JET2’s parent company Dart Group announced a fall in half year profits after it made a £17m exceptional provision to cover payouts to passengers who have suffered delays due to technical reasons.
The provision was made after The Supreme Court rejected an appeal by Jet 2 over a compensation case relating to a man from Stockport who was refused compensation following a 27 hour delay on a flight from Malaga.
Experts believe the case could herald a flood of complaints from other passengers.
Leeds-based Dart said that after this exceptional item, pre-tax profits fell eight per cent to £71.7m in the six months to September 30.
Without the item, underlying pre-tax profit rose 14 per cent to £88.7m.
Group revenue increased 15 per cent to £902.2m.
Dart’s chairman Philip Meeson said: “The increase in underlying group operating profit reflects improved trading in our leisure travel business in the later summer months, which was in contrast to the challenging market conditions experienced earlier in the season.”
However he warned that increased losses are to be expected in the second half of the year following investment in the group’s growing leisure travel business, which flies passengers to popular destinations in the Mediterranean, the Canary Islands and major European cities.
He said that winter booking are in line with expectations and the group should meet full year profit forecasts.
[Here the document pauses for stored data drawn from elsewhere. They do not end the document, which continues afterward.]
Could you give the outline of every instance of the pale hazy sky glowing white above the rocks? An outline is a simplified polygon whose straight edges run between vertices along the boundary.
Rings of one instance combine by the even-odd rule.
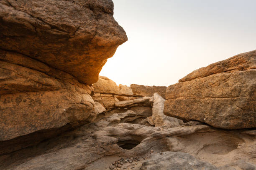
[[[256,50],[256,0],[113,0],[128,41],[100,75],[169,86],[193,70]]]

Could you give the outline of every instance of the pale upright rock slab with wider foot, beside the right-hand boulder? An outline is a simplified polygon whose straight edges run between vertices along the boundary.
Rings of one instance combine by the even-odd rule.
[[[174,117],[164,115],[164,98],[159,94],[154,93],[154,103],[152,108],[152,120],[155,126],[168,126],[177,127],[179,126],[179,120]]]

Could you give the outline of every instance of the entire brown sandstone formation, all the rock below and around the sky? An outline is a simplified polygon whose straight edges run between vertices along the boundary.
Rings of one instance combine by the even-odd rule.
[[[256,51],[117,86],[126,40],[111,0],[0,0],[0,170],[255,170]]]

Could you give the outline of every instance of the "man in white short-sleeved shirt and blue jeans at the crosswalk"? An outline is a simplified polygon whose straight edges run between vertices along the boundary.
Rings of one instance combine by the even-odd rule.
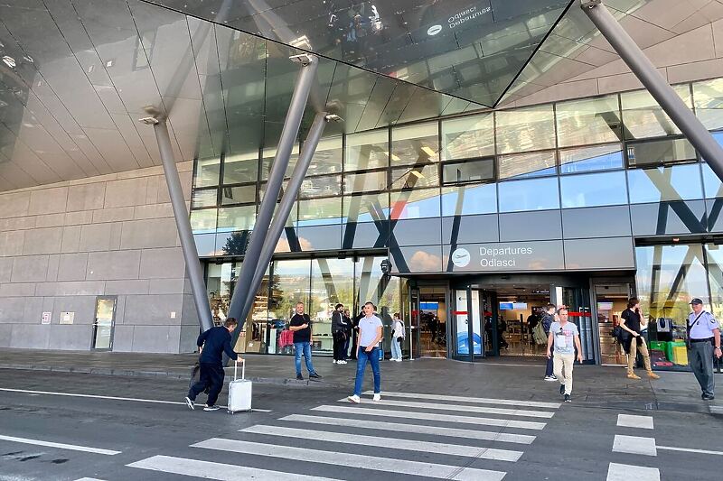
[[[359,334],[357,334],[357,361],[356,381],[354,382],[354,393],[349,396],[351,402],[361,402],[362,384],[364,383],[364,369],[367,361],[371,364],[371,372],[374,375],[374,401],[380,401],[381,377],[379,372],[379,341],[382,337],[381,319],[374,315],[374,304],[364,304],[364,317],[359,320]]]

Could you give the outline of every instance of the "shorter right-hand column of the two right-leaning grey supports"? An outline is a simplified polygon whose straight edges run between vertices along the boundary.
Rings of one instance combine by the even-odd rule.
[[[304,148],[301,150],[299,160],[296,162],[294,172],[291,174],[291,179],[288,181],[284,197],[278,205],[276,216],[268,229],[268,236],[264,242],[261,254],[258,256],[258,262],[256,262],[256,272],[254,273],[253,281],[249,285],[249,289],[246,293],[246,300],[243,304],[243,309],[240,312],[239,319],[246,319],[253,307],[254,299],[256,298],[256,292],[261,282],[264,280],[264,273],[268,267],[268,263],[271,262],[271,257],[276,250],[278,239],[281,238],[281,233],[284,231],[286,226],[286,219],[291,213],[291,208],[294,207],[296,202],[296,196],[301,189],[301,183],[304,181],[306,171],[309,169],[314,153],[316,152],[316,146],[319,144],[322,134],[324,134],[324,126],[329,118],[326,112],[320,112],[316,114],[314,124],[309,130],[309,134],[306,135],[304,142]]]

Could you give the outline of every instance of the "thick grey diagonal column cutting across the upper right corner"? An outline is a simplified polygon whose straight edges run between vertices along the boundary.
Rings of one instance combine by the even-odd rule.
[[[723,180],[723,149],[681,97],[678,97],[675,90],[662,78],[658,69],[655,69],[653,63],[645,57],[640,47],[625,32],[602,0],[580,0],[580,7],[633,71],[635,77],[671,117],[673,123],[702,154],[718,179]]]

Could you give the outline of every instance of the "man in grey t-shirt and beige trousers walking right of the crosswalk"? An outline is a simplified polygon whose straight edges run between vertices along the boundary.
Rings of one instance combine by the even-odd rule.
[[[577,361],[582,363],[582,347],[577,326],[568,322],[568,310],[560,308],[558,319],[549,326],[548,358],[552,357],[552,370],[559,379],[559,393],[565,395],[565,402],[571,402],[572,366],[575,364],[575,348]],[[552,345],[555,345],[554,353]]]

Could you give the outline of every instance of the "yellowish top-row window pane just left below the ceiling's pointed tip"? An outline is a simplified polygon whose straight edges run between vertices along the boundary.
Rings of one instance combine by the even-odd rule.
[[[443,160],[474,159],[494,155],[492,114],[442,121]]]

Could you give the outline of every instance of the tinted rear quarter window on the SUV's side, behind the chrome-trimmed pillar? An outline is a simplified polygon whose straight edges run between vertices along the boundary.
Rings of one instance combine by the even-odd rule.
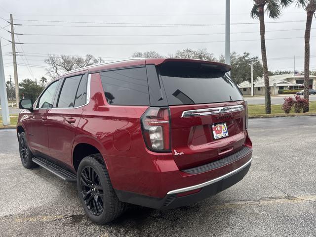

The group spent £25.5m on investment in the long-term maintenance of its aircraft fleet.
A further four aircraft will come on stream in readiness for next summer.
In the leisure travel division, flight-only passenger numbers rose by eight per cent to 3.07 million and Jet2holidays took 770,000 customers on holiday, up 21 per cent on last year.
“This growth is a reflection of the popularity of both our flight-only and package holiday products with package holiday customers now making up 33 per cent of all passengers,” said Mr Meeson.
The group’s leisure airline, Jet2.com, flew 4.6 million passengers, an increase of 12 per cent on the same period last year.
Overall net ticket yield of £79.99 was down 1.6 per cent as early season demand was slower than expected, particularly to Canary Islands and Eastern Mediterranean destinations.
Retail revenue, or non-ticket revenue, per passenger increased by five per cent to £34.04 following a focus on pre-departure and in-flight sales.
The average price of a package holiday rose by three per cent.
As a result, leisure travel revenue grew by 16 per cent to £824.1m and underlying operating profit grew 10.6 per cent to £87.8m.
Over the summer the leisure travel business operated 54 aircraft from its eight Northern UK bases - Leeds Bradford, Manchester, Newcastle, Blackpool, East Midlands, Edinburgh, Glasgow and Belfast International airports.
“We will continue to develop our customer-focused flying programme into summer 2015, which will also include the addition of four new destinations - Antalya in Turkey, Enfidha in Tunisia, Kefalonia in Greece, and Malta,” said Mr Meeson.
Dart’s Fowler Welch distribution and logistics arm reported a slight revenue reduction of £100,000 to £78.1m while like-for-like operating profit of £2.1m was in line with the previous half year, at an operating margin of 2.7 per cent.
Overall operating profit fell 11 per cent to £1.6m as a result of expected start up losses at a new joint venture operation.
Dart said that margins are encouraging in this business and with volumes now committed for the remainder of the current year.